---
title: Nile Vector Store (Multi-tenant PostgreSQL)
 | Developer Documentation
---

This notebook shows how to use the Postgres based vector store `NileVectorStore` to store and query vector embeddings for multi-tenant RAG applications.

## What is Nile?

Nile is a Postgres database that enables all database operations per tenant including auto-scaling, branching, and backups, with full customer isolation.

Multi-tenant RAG applications are increasingly popular, since they provide security and privacy while using large language models.

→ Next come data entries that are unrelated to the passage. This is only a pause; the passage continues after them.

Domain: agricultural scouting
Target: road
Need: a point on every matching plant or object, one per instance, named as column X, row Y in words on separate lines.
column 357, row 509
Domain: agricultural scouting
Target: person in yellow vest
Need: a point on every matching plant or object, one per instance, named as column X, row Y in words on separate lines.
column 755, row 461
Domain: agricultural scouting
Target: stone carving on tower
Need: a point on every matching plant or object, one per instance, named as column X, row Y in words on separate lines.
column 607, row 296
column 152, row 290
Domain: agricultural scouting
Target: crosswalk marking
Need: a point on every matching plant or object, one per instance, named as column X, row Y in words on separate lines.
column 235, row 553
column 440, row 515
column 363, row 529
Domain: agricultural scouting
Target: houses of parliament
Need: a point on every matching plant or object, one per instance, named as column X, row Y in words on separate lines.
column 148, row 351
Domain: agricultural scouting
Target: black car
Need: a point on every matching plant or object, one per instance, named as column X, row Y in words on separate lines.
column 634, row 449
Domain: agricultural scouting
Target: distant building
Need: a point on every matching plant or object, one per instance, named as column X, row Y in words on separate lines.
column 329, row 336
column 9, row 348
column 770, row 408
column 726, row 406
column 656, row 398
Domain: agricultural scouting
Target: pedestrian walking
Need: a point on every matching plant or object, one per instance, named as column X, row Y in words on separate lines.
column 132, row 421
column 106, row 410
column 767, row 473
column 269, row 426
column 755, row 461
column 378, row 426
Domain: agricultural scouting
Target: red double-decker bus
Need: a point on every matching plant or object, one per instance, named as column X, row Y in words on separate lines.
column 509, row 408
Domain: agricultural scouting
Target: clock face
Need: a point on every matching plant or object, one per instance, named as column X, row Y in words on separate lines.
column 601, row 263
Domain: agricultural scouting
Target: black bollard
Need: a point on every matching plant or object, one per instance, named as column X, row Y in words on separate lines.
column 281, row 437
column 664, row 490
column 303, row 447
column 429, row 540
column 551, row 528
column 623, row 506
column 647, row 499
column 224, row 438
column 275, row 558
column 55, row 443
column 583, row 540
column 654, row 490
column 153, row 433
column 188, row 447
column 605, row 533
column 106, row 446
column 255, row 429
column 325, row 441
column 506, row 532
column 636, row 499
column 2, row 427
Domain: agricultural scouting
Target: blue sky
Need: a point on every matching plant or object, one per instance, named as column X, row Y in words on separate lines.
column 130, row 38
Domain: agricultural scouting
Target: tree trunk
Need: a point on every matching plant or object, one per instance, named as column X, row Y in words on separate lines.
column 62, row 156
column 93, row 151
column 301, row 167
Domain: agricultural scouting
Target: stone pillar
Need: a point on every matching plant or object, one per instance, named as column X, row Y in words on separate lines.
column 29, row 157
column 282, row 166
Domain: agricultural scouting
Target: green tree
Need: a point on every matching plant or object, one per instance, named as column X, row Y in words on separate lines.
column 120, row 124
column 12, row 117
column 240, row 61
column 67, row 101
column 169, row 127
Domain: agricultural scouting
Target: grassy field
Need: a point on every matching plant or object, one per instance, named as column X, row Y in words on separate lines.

However, managing the underlying Postgres database is not straightforward. DB-per-tenant is expensive and complex to manage, while shared-DB has security and privacy concerns, and also limits the scalability and performance of the RAG application. Nile re-engineered Postgres to deliver the best of all worlds - the isolation of DB-per-tenant, at the cost, efficiency and developer experience of a shared-DB.

Storing millions of vectors in a shared-DB can be slow and require significant resources to index and query. But if you store 1000 tenants in Nile’s virtual tenant databases, each with 1000 vectors, this can be quite managable. Especially since you can place larger tenants on their own compute, while smaller tenants can efficiently share compute resources and auto-scale as needed.

## Getting Started with Nile

Start by signing up for [Nile](https://console.thenile.dev/?utm_campaign=partnerlaunch\&utm_source=llamaindex\&utm_medium=docs). Once you’ve signed up for Nile, you’ll be promoted to create your first database. Go ahead and do so. You’ll be redirected to the “Query Editor” page of your new database.

From there, click on “Home” (top icon on the left menu), click on “generate credentials” and copy the resulting connection string. You will need it in a sec.

## Additional Resources

- [Nile’s LlamaIndex documentation](https://www.thenile.dev/docs/partners/llama)
- [Nile’s generative AI and vector embeddings docs](https://www.thenile.dev/docs/ai-embeddings)
- [Nile’s pgvector primer](https://www.thenile.dev/docs/ai-embeddings/pg_vector)
- [Few things you didn’t know about pgvector](https://www.thenile.dev/blog/pgvector_myth_debunking)

## Before you begin

### Install dependencies

Lets install and import dependencies.

If you’re opening this Notebook on colab, you will probably need to install LlamaIndex 🦙.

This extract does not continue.